Table of Contents
Introduction: Living With a Cat with Diabetes
In this article we will discuss should I Euthanize My Cat with Diabetes?
People who have a cat with diabetes know that their pet may have to be adjusted to a new lifestyle. Owners must learn how to monitor their cat’s sugar levels and keep up with the responsibility of being a diabetic pet owner.
To make sure your cat lives a long and healthy life, it’s important to follow up on their blood sugar levels every day, monitor their weight, and keep them on a healthy diet that includes plenty of protein-rich foods like meatballs and canned tuna.
Should I Euthanize My Cat with Diabetes?
The answer to this question is not black and white. Many factors go into the decision of whether or not a cat with diabetes should be euthanized.
Some argue that cats should not be euthanized if they have type 2 diabetes because they are still able to lead a fulfilling life as long as they can maintain a healthy weight and eat well.
Others say that cats with type 1 diabetes must be euthanized because their condition is incurable and will eventually cause them to starve to death.
Why Cat Owner Choose to Euthanized Their Cat?
Euthanization is a controversial subject. People who are deeply attached to their companion animals may not want to see them put down.
But a study from the Journal of Veterinary Behavior reports that a significant percentage of cat owners decide to euthanize their pets because they believe it would be less stressful for the animal.

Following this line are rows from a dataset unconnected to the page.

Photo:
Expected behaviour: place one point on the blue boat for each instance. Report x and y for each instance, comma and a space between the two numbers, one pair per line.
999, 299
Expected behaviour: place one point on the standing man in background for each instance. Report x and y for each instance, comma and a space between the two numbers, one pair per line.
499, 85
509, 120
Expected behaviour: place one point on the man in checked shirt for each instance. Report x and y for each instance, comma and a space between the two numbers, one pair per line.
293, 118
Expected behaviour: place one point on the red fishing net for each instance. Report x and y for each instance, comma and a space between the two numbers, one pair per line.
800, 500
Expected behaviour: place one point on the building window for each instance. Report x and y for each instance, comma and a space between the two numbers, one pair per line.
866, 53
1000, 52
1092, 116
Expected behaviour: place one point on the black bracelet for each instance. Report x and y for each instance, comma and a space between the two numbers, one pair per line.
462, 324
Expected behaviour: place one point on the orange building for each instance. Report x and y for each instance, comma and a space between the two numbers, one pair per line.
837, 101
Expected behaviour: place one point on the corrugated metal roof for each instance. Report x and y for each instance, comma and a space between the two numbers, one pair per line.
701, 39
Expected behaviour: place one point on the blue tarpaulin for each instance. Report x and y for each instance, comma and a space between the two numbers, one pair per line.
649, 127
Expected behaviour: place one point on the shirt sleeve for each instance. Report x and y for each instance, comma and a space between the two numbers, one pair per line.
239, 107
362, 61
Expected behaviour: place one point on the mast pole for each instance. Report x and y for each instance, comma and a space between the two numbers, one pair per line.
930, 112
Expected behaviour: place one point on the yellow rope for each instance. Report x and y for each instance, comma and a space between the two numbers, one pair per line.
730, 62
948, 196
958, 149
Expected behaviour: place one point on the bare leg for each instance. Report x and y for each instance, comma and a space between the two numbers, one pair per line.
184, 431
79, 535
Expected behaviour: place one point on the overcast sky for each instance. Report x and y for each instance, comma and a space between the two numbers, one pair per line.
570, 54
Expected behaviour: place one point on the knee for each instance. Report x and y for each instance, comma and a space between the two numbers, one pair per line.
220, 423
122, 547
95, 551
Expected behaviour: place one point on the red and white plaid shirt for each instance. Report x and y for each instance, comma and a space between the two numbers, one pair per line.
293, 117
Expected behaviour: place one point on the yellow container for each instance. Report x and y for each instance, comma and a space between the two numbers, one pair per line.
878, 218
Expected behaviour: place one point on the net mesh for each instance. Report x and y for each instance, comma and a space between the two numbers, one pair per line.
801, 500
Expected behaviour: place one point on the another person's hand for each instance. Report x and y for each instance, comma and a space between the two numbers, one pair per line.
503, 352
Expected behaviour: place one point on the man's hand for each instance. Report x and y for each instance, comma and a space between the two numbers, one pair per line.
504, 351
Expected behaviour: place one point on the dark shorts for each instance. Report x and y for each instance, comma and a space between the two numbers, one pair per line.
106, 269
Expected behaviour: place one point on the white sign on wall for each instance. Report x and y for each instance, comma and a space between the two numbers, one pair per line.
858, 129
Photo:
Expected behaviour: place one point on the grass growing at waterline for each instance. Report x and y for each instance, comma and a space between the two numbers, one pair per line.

There are many different reasons why people choose to euthanize their pets. The three most common reasons are that the owner has no time, no money, and they don’t want to take care of the animal anymore.
Do Cats With Diabetes Suffer?
If left untreated, cats with diabetes can suffer from complications such as blindness, kidney problems, and loss of limb function. Diabetes also has a pain effect on the cat as it decreases the cat’s ability to feel pain and increases its sensitivity to heat.
More Read: Cat Diabetes Symptoms: What to Watch For
What is The Life Expectancy of a Cat With Diabetes?
A diabetic cat’s life span can be affected by the proper examination and treatment. A diabetic cat should be examined every two to three months and also receive glucose injections regularly.
According to the International Cat Care website, cats with diabetes can live up to 17 years on average if they receive proper treatment and examination by the vet.
But if they don’t get proper treatment, they can live for an average of 3 to 5 years.
What are the Signs Your Cat is Dying?
If your cat has been diagnosed with a terminal illness, it is important to take them for regular checkups. If you notice any of the following behaviors in your cat, you should take them to the vet immediately.
Some signs of impending death are weight loss, lethargy, unusual behavior changes, changes in appetite and urination patterns. Sometimes it can be hard to know when cats are sick because they hide their symptoms from us. It’s not uncommon for cats to go into hiding when they are sick or injured.
How to Help Your Cat’s Life Expectancy in the Long Term by Preventing Diabetes
Cats are wonderful pets to have. However, they can struggle with diabetes. Here are some ways that you can help your cat have a long and healthy life.
As a cat owner, there are some things that you can do to prevent your cat from getting diabetes or getting sick from it if they already have it. You should make sure that their diet is healthy and by scheduling regular check-ups at the vet’s office, you can ensure their health for years to come.
In addition to giving your pet good nutrition by feeding them the appropriate food, you need to take care of them in other ways as well. You should give them plenty of exercise and playtime every day and get rid of any hazards that could cause harm to your cats such as toxic substances around your home
Conclusion: Take Care of Your Diabetic Cat & Increase Its Life Expectancy
A diabetic cat has a better chance of living longer by taking care of it. A healthy lifestyle for your cat, starting with diet and exercise, will increase their life expectancy.
Diabetic cats are more likely to be overweight than normal cats. They should be fed high-quality food that provides the proper nutrients for their body type, along with plenty of fresh water and regular exercise.
Keeping your feline friend active will also decrease the risks of oxidative damage due to extreme sugar levels in their blood.
WeAftereading this article, we hope that you may think over if you should euthanize your cat with diabetes or not.